It's wildfires in the West, drought in the Southeast. The result is colossal challenges for event professionals.
At press time, wildfires are raging through large areas of southern California, with the danger particularly acute in San Diego.
"Ninety-eight percent of all events have been canceled for this week," says Philip Silverman, head of Raphael's Party Rentals in San Diego. "However we work closely with the sheriff's department and the city of San Diego. We have rented out over 250 beds." For San Diego's Qualcomm Stadium, to which many refugees from the fire have been sent, Raphaels has delivered 150 heaters and 200 tents, Silverman says.
The fires have shredded normal operations. "About 30 percent of our staff can't get to work or have been evacuated," Silverman says. "We are, however, keeping four emergency crews to go out as needed. It has been hard to get around, but we are doing what we can.

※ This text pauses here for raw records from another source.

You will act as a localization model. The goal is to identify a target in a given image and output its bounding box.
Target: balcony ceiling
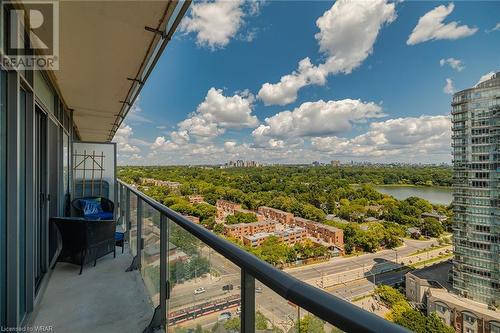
[51,0,175,141]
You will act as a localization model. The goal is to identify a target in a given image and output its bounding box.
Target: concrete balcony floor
[30,247,153,333]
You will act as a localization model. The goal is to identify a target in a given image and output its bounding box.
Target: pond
[374,185,453,205]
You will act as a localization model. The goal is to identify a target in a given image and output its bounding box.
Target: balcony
[33,181,407,332]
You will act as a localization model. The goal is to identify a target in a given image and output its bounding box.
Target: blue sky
[115,0,500,165]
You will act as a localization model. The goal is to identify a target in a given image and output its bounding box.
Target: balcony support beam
[240,269,255,332]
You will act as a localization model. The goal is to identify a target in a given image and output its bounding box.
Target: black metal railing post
[240,269,255,332]
[137,197,143,269]
[119,180,410,333]
[160,214,169,331]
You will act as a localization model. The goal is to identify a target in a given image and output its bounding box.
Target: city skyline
[115,1,500,165]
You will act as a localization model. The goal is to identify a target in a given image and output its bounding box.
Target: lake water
[375,186,453,205]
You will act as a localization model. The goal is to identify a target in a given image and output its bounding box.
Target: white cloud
[180,0,263,50]
[311,116,451,162]
[196,88,259,128]
[439,58,465,72]
[406,3,478,45]
[486,22,500,33]
[443,79,455,95]
[258,0,396,105]
[147,116,451,165]
[476,72,495,86]
[252,99,384,147]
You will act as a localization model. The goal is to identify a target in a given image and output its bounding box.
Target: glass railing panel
[128,191,137,256]
[167,221,241,333]
[141,202,160,307]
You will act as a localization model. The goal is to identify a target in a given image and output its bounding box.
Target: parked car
[217,312,232,321]
[194,287,207,295]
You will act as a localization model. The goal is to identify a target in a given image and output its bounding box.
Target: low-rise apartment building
[224,220,276,241]
[215,199,241,220]
[140,178,181,190]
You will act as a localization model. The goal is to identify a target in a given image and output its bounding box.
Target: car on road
[194,287,207,295]
[217,312,232,321]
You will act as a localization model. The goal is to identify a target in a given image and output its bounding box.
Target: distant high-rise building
[452,72,500,307]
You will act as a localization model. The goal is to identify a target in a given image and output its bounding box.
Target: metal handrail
[117,180,410,333]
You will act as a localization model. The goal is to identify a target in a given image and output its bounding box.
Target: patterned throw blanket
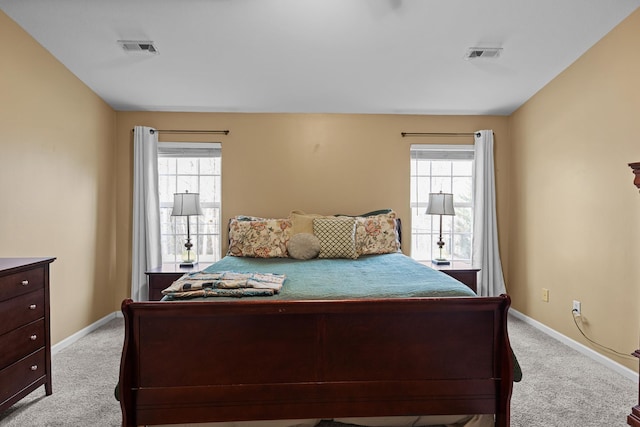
[162,271,286,299]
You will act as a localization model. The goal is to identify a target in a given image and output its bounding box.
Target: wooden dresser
[0,258,55,412]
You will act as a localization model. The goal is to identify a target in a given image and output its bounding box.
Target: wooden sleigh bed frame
[119,295,514,427]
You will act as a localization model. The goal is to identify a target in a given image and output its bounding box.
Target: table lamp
[171,191,202,267]
[426,191,456,265]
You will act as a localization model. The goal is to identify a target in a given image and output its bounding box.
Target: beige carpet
[0,317,638,427]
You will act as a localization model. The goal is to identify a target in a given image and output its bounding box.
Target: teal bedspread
[175,253,475,300]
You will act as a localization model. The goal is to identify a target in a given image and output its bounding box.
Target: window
[158,142,222,263]
[410,145,474,262]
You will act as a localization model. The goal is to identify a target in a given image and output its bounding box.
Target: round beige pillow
[287,233,320,259]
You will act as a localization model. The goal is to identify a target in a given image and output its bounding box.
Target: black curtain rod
[131,129,229,135]
[400,132,480,138]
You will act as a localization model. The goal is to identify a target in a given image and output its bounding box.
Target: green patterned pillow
[313,218,358,259]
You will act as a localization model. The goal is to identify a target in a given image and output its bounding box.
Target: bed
[119,212,514,426]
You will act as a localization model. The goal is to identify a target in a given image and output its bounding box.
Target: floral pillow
[356,212,400,255]
[228,217,293,258]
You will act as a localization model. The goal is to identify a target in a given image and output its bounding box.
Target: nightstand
[425,261,480,293]
[145,262,211,301]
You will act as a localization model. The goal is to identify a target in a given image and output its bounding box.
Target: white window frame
[158,142,222,264]
[410,144,475,263]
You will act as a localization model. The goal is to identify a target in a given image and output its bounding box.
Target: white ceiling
[0,0,640,115]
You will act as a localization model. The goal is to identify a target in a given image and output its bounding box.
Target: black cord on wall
[571,309,635,360]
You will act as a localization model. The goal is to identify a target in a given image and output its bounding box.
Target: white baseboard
[509,308,639,382]
[51,311,123,355]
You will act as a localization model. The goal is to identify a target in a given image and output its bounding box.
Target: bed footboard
[120,295,513,426]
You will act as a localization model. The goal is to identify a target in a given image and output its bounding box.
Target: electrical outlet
[573,300,582,316]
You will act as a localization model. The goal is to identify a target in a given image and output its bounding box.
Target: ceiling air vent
[464,47,502,59]
[118,40,158,55]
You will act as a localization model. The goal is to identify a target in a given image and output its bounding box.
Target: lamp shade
[426,192,456,215]
[171,192,202,216]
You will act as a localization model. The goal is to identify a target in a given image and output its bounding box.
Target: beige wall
[117,112,510,298]
[508,10,640,370]
[8,0,640,374]
[0,12,116,343]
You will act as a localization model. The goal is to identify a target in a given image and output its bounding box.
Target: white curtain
[131,126,162,301]
[473,130,506,296]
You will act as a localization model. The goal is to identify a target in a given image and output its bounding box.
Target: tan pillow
[287,233,320,259]
[289,211,333,234]
[313,217,358,259]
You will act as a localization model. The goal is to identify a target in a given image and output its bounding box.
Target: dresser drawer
[0,267,44,304]
[0,349,47,406]
[0,289,44,335]
[0,319,45,369]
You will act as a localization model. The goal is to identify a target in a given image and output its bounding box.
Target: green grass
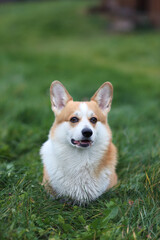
[0,1,160,240]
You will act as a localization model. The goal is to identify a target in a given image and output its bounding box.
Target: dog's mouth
[71,138,93,147]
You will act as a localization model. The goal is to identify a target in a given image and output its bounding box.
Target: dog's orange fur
[43,99,117,192]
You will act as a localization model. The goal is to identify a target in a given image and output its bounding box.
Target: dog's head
[50,81,113,149]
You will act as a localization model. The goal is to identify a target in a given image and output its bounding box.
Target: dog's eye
[70,117,79,123]
[90,117,97,124]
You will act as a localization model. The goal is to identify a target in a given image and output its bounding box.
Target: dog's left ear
[50,81,73,114]
[91,82,113,113]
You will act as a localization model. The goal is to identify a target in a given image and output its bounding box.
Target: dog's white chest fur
[41,138,110,203]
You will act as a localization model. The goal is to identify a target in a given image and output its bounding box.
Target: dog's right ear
[50,81,73,115]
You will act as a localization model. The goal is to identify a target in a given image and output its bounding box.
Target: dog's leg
[42,166,55,197]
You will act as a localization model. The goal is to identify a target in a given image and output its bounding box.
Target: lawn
[0,0,160,240]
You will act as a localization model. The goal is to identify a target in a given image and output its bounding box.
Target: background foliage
[0,1,160,240]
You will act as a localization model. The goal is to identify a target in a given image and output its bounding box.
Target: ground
[0,0,160,240]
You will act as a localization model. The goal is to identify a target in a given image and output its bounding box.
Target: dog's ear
[91,82,113,113]
[50,81,73,114]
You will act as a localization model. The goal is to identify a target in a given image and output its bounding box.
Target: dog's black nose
[82,128,93,138]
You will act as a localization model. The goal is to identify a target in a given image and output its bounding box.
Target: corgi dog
[40,81,117,204]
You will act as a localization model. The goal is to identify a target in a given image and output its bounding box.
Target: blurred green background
[0,0,160,239]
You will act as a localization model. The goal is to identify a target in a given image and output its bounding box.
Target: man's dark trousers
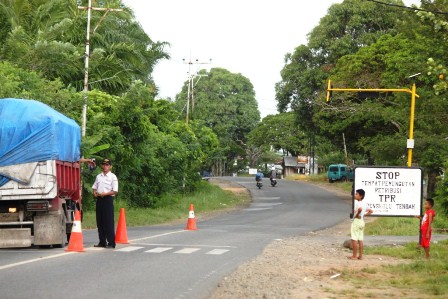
[96,196,115,247]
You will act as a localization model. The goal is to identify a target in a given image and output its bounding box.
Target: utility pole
[342,133,349,166]
[77,0,123,137]
[182,57,212,126]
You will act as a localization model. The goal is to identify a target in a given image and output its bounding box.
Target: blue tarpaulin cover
[0,99,81,186]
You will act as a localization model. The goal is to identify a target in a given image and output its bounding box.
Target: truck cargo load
[0,98,81,248]
[0,99,81,186]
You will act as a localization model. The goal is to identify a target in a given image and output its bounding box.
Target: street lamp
[76,0,123,137]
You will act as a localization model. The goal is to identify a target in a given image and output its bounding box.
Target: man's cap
[101,158,112,165]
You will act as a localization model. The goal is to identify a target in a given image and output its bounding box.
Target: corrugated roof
[283,156,297,167]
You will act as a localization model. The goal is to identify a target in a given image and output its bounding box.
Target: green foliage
[276,0,448,196]
[435,162,448,217]
[0,0,169,94]
[248,112,308,155]
[176,68,260,175]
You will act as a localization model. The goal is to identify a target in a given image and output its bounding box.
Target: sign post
[354,167,423,217]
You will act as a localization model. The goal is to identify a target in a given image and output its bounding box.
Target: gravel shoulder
[210,180,440,299]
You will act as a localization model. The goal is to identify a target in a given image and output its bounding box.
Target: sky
[123,0,419,117]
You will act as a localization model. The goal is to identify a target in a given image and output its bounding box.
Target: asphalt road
[0,178,350,299]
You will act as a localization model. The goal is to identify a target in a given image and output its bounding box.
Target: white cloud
[124,0,424,117]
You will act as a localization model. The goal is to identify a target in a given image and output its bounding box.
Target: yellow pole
[408,83,416,167]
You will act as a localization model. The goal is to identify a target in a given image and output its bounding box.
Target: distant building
[282,156,323,177]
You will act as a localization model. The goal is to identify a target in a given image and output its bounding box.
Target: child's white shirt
[353,200,367,219]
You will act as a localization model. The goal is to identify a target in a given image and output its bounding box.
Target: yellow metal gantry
[327,80,419,167]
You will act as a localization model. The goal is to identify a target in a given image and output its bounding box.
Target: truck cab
[327,164,353,183]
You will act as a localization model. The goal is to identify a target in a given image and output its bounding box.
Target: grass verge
[82,182,250,228]
[345,241,448,298]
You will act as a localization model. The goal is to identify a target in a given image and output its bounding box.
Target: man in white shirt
[92,159,118,248]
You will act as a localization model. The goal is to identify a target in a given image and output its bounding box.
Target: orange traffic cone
[115,208,129,244]
[65,211,84,252]
[185,204,198,230]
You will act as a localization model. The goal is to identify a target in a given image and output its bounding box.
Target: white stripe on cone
[72,220,82,233]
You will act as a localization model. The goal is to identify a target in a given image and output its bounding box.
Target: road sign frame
[352,166,423,217]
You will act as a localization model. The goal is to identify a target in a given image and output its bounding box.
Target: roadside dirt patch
[211,180,407,299]
[211,221,405,299]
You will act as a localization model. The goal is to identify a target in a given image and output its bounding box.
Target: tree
[0,0,169,94]
[276,0,402,135]
[249,112,308,156]
[176,68,260,175]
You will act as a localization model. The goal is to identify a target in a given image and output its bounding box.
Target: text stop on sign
[354,166,423,216]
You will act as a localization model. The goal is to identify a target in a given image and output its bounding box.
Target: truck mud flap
[0,228,31,248]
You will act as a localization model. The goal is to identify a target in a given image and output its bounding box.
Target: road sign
[354,167,423,217]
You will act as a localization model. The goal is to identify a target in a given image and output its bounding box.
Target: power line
[182,57,212,126]
[366,0,448,15]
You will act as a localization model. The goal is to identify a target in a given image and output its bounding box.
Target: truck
[327,164,353,183]
[0,98,82,248]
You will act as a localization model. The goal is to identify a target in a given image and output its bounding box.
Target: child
[417,198,436,259]
[348,189,373,260]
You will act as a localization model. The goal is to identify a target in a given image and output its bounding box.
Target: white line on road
[115,246,144,252]
[206,249,229,255]
[132,243,237,248]
[244,207,272,212]
[250,202,283,207]
[129,229,188,243]
[145,247,173,253]
[174,248,201,254]
[0,251,74,270]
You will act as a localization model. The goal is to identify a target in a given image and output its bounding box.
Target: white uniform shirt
[92,171,118,194]
[353,200,367,219]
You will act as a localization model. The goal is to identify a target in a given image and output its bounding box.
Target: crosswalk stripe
[206,249,229,255]
[174,248,201,254]
[145,247,173,253]
[115,246,144,252]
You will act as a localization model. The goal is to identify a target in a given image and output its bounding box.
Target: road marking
[255,197,280,200]
[251,202,283,207]
[132,243,237,248]
[174,248,201,254]
[145,247,173,253]
[129,229,188,243]
[85,247,106,251]
[206,249,229,255]
[115,246,144,252]
[244,207,272,212]
[0,251,74,270]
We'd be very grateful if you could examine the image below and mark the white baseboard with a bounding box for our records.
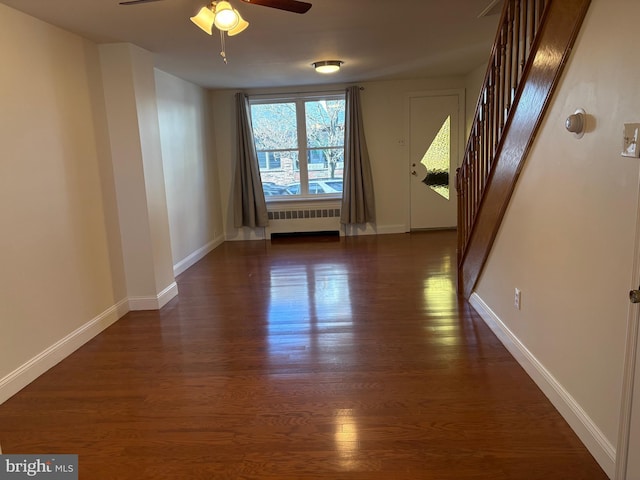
[173,235,224,277]
[129,282,178,311]
[0,299,129,404]
[469,293,616,478]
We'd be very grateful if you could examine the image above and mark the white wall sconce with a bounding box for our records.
[564,108,587,138]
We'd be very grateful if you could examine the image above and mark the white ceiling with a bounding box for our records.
[0,0,499,88]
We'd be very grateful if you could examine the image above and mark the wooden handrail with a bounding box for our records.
[456,0,590,298]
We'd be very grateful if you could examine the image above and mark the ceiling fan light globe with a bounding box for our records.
[213,1,240,32]
[191,7,214,35]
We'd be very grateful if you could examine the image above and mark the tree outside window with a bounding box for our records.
[251,95,345,199]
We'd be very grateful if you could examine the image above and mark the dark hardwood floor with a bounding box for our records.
[0,232,607,480]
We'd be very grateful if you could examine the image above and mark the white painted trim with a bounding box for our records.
[469,293,616,478]
[129,282,178,311]
[173,235,224,277]
[0,299,129,404]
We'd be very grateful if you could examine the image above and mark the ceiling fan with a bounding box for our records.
[120,0,311,13]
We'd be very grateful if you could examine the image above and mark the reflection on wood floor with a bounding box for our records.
[0,232,607,480]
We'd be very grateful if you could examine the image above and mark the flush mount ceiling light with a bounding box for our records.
[191,0,249,63]
[311,60,344,73]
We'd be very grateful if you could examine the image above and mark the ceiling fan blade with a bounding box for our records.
[120,0,162,5]
[241,0,311,13]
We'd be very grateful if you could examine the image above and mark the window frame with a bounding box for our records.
[249,91,346,203]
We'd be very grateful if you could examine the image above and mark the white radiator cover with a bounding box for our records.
[265,205,344,237]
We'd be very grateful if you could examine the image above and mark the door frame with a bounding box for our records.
[402,88,467,232]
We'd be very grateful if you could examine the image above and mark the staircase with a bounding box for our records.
[456,0,590,298]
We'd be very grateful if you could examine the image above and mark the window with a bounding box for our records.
[250,94,345,200]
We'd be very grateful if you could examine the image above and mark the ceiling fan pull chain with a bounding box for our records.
[220,30,227,65]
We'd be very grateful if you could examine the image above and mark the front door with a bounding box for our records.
[408,90,464,230]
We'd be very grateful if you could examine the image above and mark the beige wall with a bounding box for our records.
[156,70,224,274]
[476,0,640,472]
[0,4,125,394]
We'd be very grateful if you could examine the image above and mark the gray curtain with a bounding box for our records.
[340,86,375,224]
[233,93,269,228]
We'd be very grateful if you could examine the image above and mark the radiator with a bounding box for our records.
[265,206,341,236]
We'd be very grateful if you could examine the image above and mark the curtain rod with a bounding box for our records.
[243,87,364,97]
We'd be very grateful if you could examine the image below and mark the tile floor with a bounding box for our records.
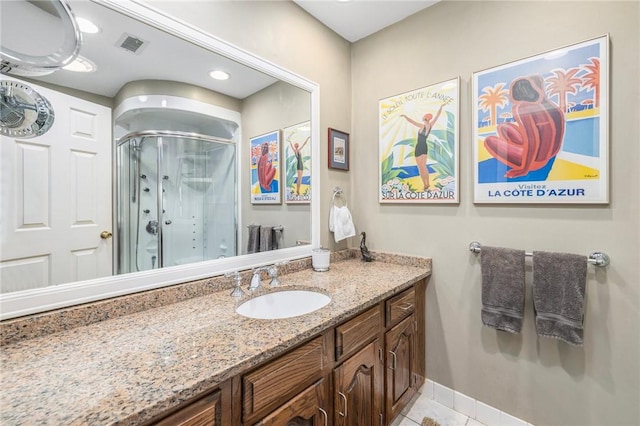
[391,393,484,426]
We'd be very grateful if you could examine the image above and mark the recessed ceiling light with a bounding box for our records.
[62,56,98,72]
[209,70,229,80]
[76,17,100,34]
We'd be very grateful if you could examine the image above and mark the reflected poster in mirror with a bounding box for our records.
[282,121,311,204]
[250,130,282,204]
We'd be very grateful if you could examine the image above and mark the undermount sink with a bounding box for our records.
[236,290,331,319]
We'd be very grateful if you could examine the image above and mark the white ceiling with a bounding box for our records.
[293,0,439,43]
[0,0,277,99]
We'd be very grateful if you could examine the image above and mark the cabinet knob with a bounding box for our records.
[389,351,397,370]
[318,407,329,426]
[338,392,347,417]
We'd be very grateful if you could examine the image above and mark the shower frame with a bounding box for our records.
[114,130,239,274]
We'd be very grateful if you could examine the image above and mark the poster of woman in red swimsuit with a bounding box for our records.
[378,78,459,204]
[250,130,282,204]
[472,36,609,204]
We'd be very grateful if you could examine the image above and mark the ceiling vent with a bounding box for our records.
[116,33,149,55]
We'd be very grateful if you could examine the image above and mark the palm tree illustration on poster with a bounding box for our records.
[472,36,609,203]
[378,78,460,203]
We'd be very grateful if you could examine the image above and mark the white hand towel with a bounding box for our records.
[329,206,356,243]
[329,206,336,232]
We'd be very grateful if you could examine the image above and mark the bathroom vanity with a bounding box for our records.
[0,251,431,425]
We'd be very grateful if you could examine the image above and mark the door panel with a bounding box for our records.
[0,76,112,293]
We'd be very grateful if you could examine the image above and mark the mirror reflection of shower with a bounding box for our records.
[115,93,239,273]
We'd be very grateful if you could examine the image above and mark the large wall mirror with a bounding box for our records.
[0,0,319,319]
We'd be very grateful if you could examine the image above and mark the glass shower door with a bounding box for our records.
[117,132,237,273]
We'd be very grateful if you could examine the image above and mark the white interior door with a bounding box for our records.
[0,76,113,293]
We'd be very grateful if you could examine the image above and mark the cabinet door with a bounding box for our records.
[384,314,418,422]
[156,391,222,426]
[333,339,384,426]
[256,379,329,426]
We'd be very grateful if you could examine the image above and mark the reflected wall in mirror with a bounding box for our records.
[0,0,318,318]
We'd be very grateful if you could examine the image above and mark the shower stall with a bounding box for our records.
[116,130,236,273]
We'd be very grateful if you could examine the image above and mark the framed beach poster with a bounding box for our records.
[249,130,282,204]
[378,77,460,204]
[472,35,609,203]
[282,121,311,204]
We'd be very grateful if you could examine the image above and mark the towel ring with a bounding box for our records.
[331,186,347,207]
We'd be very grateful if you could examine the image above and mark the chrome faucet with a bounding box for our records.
[224,271,244,297]
[249,267,265,291]
[266,260,289,287]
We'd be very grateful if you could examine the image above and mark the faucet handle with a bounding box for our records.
[224,271,244,297]
[267,260,289,287]
[249,266,265,291]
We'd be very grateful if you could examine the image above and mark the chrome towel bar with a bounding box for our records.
[469,241,610,267]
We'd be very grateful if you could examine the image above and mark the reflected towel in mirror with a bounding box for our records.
[247,225,260,254]
[260,226,274,251]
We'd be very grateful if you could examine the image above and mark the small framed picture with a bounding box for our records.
[329,128,349,170]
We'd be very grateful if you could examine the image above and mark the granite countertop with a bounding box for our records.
[0,258,431,425]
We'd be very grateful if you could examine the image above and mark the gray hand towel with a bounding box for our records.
[247,225,260,253]
[260,226,273,251]
[480,246,525,333]
[532,247,587,346]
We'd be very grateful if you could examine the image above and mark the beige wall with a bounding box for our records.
[153,0,640,426]
[149,0,351,249]
[351,1,640,425]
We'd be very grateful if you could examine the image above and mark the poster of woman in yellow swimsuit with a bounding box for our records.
[282,121,311,204]
[378,78,460,203]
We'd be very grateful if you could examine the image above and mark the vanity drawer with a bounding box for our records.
[242,336,327,423]
[336,306,383,361]
[385,287,416,327]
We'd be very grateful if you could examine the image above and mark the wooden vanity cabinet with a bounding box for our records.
[151,280,426,426]
[333,339,384,426]
[384,283,425,423]
[384,314,422,419]
[256,379,330,426]
[238,333,333,425]
[148,382,231,426]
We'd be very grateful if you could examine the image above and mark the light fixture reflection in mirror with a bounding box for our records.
[0,1,319,319]
[0,0,82,77]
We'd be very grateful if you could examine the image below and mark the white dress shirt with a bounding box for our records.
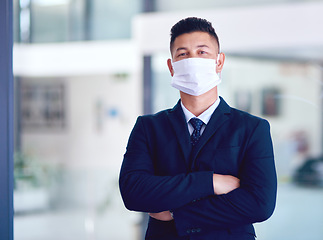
[181,97,220,135]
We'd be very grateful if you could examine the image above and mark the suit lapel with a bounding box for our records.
[189,97,231,168]
[168,101,192,166]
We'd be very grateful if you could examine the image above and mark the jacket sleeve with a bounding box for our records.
[119,117,214,213]
[173,120,277,235]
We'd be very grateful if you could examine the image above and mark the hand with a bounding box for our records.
[148,211,173,221]
[213,174,240,195]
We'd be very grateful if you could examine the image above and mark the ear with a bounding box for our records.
[216,53,225,73]
[167,58,174,76]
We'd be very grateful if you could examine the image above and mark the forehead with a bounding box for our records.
[171,32,217,52]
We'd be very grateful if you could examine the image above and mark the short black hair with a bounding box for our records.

Over the last hour [Tuesday], the Red Cross and the Salvation Army have called for equipment, such as convection ovens and cooking equipment, as well as table and chairs," he adds. "We are also delivering tenting, tables and chairs for the command centers for the fire department."
BAD HERE, GOOD THERE
Yet the capricious nature of the fires has meant that other event operations have been spared.
A-1 Event Rentals in Covina, Calif., has seen "no negative affect on our business this month," according to general manager Albert Funfstuck. Road closures have mean that some A1 employees have had trouble getting to work, but "They are still able to make it to work," he says. "We have supplied a structure to help house the families and pets that have been evacuated from the Lake Arrowhead/Big Bear areas at the San Bernardino National Orange Show Center," Funfstuck says.
The San Diego chapter of ISES has reached out to members with a call for donations. For more information, visit redcross.org.
WHERE'S THE WATER?
Although the fires in southern California have attracted plenty of attention, a dangerous drought is plaguing the Southeast. Atlanta could run out of drinking water within weeks, officials warn.
Atlanta-based catering company A Legendary Event has not lost business, according to founder Tony Conway. "If anything; our suggestions to our clients of not automatically serving water on seated dinners and only offering on request has been very well received," he says.
The company is adapting to the drought by using bottled water for bar service and dinner service.
"We have not raised prices," Conway says, "but have changed operations to now run a limited scheduled dishwashing system instead of the entire day. We are only using bottled water for events."
To help ease the water crisis, "At this point: we have ceased all watering of our lawn areas, we have turned off the drinking water fountain in our company and are only using bottled water, and we are limiting the washing of the trucks from daily to now twice per month," Conway adds. "With the rain today [Tuesday] and yesterday, we also collected run-off rain water to use for washing down the driveways at our building. And," he jokes, "We are offering vodka instead of water!"
Ironically, the wide reach of the event business means that one region's problems affect other regions.
"The drought in Georgia has not affected our meetings and events business, as most of it is outbound," explains Phelps R. Hope, CMP, vice president of meetings and expositions for Atlanta-based Kellen Meetings. "We could be affected by the southern California forest fires, as we have a conference booked into the Rancho Bernardo Inn, about 30 minutes outside of San Diego. We are currently looking into a backup facility in downtown San Diego in case the situation worsens."